Na noite desta terça-feira (31), durante o ato de filiação do deputado federal Dagoberto Nogueira ao Partido Progressista (PP), a senadora e presidente da sigla em Mato Grosso do Sul, Tereza Cristina, confirmou que a legenda não terá candidato próprio ao Senado nas eleições.
Ao lado do governador Eduardo Riedel, a líder partidária afirmou que a estratégia será acompanhar a definição do campo da direita, com apoio à candidatura de Reinaldo Azambuja, além de um segundo nome ainda em discussão.
“O nosso candidato para senador é o Reinaldo Azambuja e ainda tem uma discussão sobre quem será o segundo candidato do nosso campo, da nossa aliança”, declarou.
Sobre a formação da federação com o União Brasil, Tereza Cristina destacou o desafio de consolidar uma chapa única, considerando o grande número de pré-candidatos nas duas siglas.
Com o objetivo de ampliar o número de eleitos, a federação busca alianças com partidos de direita, como PL, Republicanos e possivelmente o PSDB. Segundo a senadora, a prioridade é estruturar uma chapa competitiva para fortalecer a eleição majoritária e proporcional.

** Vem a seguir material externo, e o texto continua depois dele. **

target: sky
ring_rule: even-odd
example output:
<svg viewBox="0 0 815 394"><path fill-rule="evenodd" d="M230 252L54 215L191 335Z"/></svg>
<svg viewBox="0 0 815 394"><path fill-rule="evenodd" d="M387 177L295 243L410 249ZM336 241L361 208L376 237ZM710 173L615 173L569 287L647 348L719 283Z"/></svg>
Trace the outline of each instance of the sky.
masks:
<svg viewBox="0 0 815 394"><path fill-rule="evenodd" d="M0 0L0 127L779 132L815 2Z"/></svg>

“O nosso maior desafio é montar uma chapa competitiva para que possamos eleger o nosso governador, ter aí os nossos candidatos a deputados federais eleitos e os nossos candidatos estaduais. E como nós não temos senadores, temos uma ampla aliança com outros partidos, com o PL, com os Republicanos, talvez com o PSDB. Com essa aliança também, elegemos o maior número possível de candidatos a deputados estaduais, federais, governador, senador”, afirmou.
Questionada sobre as expectativas para o pleito, a senadora disse que o PP trabalha para eleger ao menos dois deputados federais, com possibilidade de um terceiro, a depender da composição final da chapa. Para a Assembleia Legislativa, a meta é conquistar seis cadeiras.